On peut se demander si ce paradoxe ne repose pas sur un jeu de mots brillant, mais facile. En quel sens l’absence d’ordre peut-elle, sans jeu de mots facile, constituer un ordre, et une confusion comporter un dessein, de telle manière que ce « véritable ordre » marque toujours « l’objet » de Pascal « par le désordre même » ?
Mesnard Jean, “Pourquoi les Pensées de Pascal se présentent-elles sous forme de fragments ?”, La culture au XVIIe siècle, p. 364. Le pyrrhonisme exclut l’ordre ; on ne peut en parler que sans ordre ; mais ce désordre est concerté, c’est un désordre savant, donc un ordre : il s’agit de faire une sorte de parodie de la doctrine exposée.
Pour résoudre ce problème, il ne faut pas se borner à examiner les expressions de Pascal dans l’abstrait, mais observer sa technique littéraire pratique.
L’exemple le plus clair de la thèse de Pascal se trouve dans le texte Vanité 31 (Laf. 44, Sel. 78). Imagination. Pascal y commence sur un principe d’esprit sceptique, savoir que C’est cette partie dominante dans l’homme, cette maîtresse d’erreur et de fausseté, et d’autant plus fourbe qu’elle ne l’est pas toujours, car elle serait règle infaillible de vérité, si elle l’était infaillible du mensonge. Mais étant le plus souvent fausse elle ne donne aucune marque de sa qualité marquant du même caractère le vrai et le faux. Point de départ qui n’en est pas moins, conformément à l’esprit géométrique, un principe sur lequel tout ce qui suit est fermement appuyé. C’est dans les conséquences que Pascal en tire sur la puissance de l’imagination qu’apparaît, dans la suite des exemples que Pascal allègue, un désordre plaisant qui porte la marque de Montaigne. On montrerait à peu près la même chose dans la partie de l’Entretien avec M. de Sacy relative aux Essais.
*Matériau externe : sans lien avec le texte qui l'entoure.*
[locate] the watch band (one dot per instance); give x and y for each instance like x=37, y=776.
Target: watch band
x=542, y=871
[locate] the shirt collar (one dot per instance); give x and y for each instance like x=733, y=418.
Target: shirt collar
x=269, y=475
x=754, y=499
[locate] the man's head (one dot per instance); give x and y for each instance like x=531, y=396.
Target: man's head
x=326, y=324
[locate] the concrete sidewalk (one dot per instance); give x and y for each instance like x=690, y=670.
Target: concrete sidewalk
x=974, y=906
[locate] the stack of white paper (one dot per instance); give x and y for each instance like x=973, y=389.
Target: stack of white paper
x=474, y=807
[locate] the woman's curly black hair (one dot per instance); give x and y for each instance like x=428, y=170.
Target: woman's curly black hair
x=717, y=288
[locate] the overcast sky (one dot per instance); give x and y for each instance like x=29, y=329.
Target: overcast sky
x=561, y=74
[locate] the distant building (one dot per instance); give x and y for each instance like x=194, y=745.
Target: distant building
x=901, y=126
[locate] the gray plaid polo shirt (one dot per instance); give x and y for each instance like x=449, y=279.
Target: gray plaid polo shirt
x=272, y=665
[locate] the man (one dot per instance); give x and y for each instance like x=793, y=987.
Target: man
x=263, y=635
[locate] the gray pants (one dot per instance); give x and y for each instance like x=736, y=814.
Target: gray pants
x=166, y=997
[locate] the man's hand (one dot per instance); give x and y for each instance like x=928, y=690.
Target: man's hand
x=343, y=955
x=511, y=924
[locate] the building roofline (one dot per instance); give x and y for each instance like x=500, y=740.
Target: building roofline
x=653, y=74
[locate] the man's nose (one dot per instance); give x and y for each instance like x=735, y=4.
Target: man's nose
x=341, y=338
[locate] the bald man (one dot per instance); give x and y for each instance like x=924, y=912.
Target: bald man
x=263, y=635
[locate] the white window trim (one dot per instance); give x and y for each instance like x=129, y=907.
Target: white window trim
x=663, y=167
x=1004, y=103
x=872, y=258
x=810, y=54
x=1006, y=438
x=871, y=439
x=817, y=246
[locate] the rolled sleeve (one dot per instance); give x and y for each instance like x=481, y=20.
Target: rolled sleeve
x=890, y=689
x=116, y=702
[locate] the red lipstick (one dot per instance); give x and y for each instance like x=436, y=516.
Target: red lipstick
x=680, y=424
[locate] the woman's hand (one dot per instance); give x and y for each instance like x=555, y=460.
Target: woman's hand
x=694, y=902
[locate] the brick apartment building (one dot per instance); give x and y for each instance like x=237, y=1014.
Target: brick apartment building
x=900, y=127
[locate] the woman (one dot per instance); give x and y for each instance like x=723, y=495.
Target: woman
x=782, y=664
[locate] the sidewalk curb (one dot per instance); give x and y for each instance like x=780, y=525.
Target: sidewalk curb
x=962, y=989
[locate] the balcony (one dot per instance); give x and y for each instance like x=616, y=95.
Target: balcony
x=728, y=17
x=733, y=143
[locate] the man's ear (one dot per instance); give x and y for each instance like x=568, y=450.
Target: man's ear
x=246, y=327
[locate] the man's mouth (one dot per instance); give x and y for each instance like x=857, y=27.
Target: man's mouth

La formule de Pascal sur la confusion qui n’est pas sans dessein, parce qu’elle marque toujours [son] objet par le désordre même, décrit donc précisément la technique de Pascal.
Il faut ajouter que ce procédé n’est pas réservé à l’exposition du pyrrhonisme. Dans un domaine très différent, Pascal décrit un type d’ordre qui ne répond pas au mode de raisonnement de type géométrique, mais dans lequel le dessein de l’auteur est constamment rendu visible : c’est l’ordre du cœur. Selon le fragment Preuves de Jésus-Christ 1 (Laf. 298, Sel. 329) : Le cœur a son ordre, l’esprit a le sien qui est par principe et démonstration. Le cœur en a un autre. On ne prouve pas qu’on doit être aimé en exposant d’ordre les causes de l’amour ; cela serait ridicule. [...] Cet ordre consiste principalement à la digression sur chaque point qui a rapport à la fin, pour la montrer toujours. Quoique l’exposé de Pascal sur l’imagination et sur la pensée de Montaigne ne relève pas de l’ordre du cœur, on y trouve aussi un type d’ordre non-géométrique, mais dans lequel chaque point renvoie le lecteur à l’objet, c’est-à-dire à la fin que poursuit l’auteur.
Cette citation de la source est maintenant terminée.